Recognizing the jewel that is Saint John the Baptist Parish and Retreat Center, the Capuchins wanted to utilize the prime location to host the festival and ultimately unite the various faith communities of the diocese.
“I just looked at these grounds and saw they were just magnificent, and the Turnpike being there is so iconic,” commented Father Tom Betz, OFM Cap., Provincial Minister. “I just thought it would be nice to do something that would be youth-focused, family-focused, high energy, and spiritual.”
When he relayed his vision to some of the younger friars in formation, Father Betz says the idea caught fire among them.
“What a beautiful place here at Saint John the Baptist,” observed Brother Herlihey, who currently resides in Washington, D.C. “It is a gorgeous atmosphere. The people of New Baltimore have really been very welcoming.”

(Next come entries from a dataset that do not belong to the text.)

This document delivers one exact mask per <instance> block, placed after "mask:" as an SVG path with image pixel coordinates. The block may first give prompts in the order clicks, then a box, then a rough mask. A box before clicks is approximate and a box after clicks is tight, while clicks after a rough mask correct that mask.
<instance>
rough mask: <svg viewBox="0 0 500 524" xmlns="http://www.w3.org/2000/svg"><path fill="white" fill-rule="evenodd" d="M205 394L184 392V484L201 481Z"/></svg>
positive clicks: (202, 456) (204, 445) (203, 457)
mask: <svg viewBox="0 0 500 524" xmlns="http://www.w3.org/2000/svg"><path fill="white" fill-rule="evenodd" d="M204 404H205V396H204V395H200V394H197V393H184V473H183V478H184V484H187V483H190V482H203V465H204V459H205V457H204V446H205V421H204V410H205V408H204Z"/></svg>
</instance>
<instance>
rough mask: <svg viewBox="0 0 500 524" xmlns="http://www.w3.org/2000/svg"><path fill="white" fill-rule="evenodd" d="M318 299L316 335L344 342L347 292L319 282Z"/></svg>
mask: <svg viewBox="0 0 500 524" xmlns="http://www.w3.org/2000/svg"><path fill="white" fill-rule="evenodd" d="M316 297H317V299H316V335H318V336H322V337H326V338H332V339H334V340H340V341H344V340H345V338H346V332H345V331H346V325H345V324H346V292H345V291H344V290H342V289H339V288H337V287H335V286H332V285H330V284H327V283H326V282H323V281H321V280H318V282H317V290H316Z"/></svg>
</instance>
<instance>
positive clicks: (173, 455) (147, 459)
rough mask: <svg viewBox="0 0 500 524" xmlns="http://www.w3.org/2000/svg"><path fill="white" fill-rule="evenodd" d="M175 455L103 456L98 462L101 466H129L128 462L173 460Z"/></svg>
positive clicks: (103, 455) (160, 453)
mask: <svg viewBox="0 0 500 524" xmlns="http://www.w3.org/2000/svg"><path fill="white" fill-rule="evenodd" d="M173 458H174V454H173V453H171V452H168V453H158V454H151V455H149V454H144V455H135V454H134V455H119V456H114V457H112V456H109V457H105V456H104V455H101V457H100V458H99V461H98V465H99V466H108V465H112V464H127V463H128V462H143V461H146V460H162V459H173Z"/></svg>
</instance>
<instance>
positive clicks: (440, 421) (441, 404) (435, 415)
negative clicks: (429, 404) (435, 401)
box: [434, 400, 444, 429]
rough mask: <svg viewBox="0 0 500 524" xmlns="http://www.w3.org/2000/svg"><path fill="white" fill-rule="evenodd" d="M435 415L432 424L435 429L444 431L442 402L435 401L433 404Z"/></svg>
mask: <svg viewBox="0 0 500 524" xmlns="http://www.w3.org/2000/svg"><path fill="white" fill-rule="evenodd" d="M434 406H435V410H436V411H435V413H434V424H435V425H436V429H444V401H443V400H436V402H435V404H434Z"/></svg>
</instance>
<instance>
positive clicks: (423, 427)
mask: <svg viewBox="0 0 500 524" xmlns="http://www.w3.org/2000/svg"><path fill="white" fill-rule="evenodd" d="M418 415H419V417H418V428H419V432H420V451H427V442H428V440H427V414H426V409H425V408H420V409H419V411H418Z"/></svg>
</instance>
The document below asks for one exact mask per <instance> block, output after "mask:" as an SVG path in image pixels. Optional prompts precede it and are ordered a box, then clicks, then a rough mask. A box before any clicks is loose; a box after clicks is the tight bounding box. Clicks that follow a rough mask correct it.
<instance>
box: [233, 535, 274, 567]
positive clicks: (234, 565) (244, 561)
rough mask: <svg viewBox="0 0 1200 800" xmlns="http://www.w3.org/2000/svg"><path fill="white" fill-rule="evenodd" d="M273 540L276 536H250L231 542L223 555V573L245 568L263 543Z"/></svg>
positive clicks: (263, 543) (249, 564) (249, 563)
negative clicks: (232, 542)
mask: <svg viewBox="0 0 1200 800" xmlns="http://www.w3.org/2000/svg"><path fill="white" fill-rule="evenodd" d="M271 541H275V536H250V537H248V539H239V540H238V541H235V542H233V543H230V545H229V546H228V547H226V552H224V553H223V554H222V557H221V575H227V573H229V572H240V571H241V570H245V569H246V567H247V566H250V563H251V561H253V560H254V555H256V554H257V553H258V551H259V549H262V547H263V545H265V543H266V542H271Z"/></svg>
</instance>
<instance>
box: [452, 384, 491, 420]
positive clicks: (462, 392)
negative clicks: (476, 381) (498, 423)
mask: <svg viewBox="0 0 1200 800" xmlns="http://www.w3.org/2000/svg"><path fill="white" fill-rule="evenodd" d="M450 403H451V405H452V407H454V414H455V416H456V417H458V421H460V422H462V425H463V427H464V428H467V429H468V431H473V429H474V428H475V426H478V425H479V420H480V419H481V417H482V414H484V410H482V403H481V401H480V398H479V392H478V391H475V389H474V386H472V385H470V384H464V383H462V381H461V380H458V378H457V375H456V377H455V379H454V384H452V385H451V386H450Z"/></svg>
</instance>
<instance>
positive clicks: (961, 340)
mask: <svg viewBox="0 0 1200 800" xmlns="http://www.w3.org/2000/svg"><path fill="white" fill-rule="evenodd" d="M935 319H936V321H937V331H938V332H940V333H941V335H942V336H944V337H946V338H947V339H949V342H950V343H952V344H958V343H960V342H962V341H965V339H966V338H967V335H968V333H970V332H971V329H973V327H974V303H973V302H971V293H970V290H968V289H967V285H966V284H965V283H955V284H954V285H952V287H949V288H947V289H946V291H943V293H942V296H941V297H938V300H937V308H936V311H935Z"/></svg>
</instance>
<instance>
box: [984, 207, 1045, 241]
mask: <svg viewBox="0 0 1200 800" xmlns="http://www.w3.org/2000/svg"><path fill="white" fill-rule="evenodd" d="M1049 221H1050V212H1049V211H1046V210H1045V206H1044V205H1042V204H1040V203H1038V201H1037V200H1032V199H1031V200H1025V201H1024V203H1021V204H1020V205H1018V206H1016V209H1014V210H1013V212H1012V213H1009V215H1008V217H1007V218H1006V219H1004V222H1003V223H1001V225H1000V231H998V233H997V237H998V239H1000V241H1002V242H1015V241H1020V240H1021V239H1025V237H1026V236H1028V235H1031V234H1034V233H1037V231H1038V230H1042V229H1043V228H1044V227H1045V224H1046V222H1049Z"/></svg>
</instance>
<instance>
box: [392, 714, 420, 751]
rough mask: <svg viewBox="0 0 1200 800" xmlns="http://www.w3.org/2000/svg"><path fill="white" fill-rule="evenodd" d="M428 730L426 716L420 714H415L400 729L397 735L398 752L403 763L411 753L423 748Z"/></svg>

The festivities began with an outdoor Mass celebrated by Father Betz. Uplifting music from many of the young Capuchins enhanced the worship, along with the sunshine and a light breeze – all examples of God’s glory.
Various musicians – including a Capuchin band – graced the stage throughout the afternoon. There were various games for young people, and guests lined up for irresistible eats from various food vendors. The wood fired pizza and smokehouse barbeque were particular hits.
Later in the day, the pews inside the church were packed for a holy hour in celebration of Padre Pio. Relics of Padre Pio and Saint Francis were present.
Michael and Alison Amato, members of Saint Joseph Parish in Bellwood, were among the many faithful from throughout Altoona-Johnstown who visited the festival.
“It’s absolutely beautiful,” said Alison “It’s peaceful. You can feel the Holy Spirit present here.”
The Very Reverend Alan Thomas, Vicar General of the diocese, was thrilled to see the impressive turnout. He expressed his enthusiasm for the Capuchin presence in Altoona-Johnstown.
“They are a welcome addition,” he noted. “They’re young, they’re full of life, they bring diversity of culture. We’re really glad to have them.”
The feeling was clearly mutual.
“We’re happy to be here,” assured Father Betz. “This is a lovely community, New Baltimore. A lot of Catholic people, a lot of history, a lot of tradition.”
Added Brother Herlihey: “Thank you so much, Diocese of Altoona-Johnstown, for collaborating with us!”
[Top photo: Brother David Domanski, OFM Cap., chats with festival-goers Tony and Angie Ferguson and their sons Augustine and Felix (standing). The Fergusons, who are from Pittsburgh, were among the many who turned out for the Padre Pio Family Festival.]
[Second photo: Father Tom Betz, OFM, Cap., celebrates an outdoor Mass during the Padre Pio Family Festival at Saint John the Baptist Parish and Retreat Center.]
[Third photo: Singer-songwriter Marie Miller (right) performs on stage at the festival. Miller is perhaps best recognized for her song “6’2.”]
[Bottom photo: Relics of Padre Pio (left) were displayed in Saint John the Baptist Church throughout the day and during a holy hour.]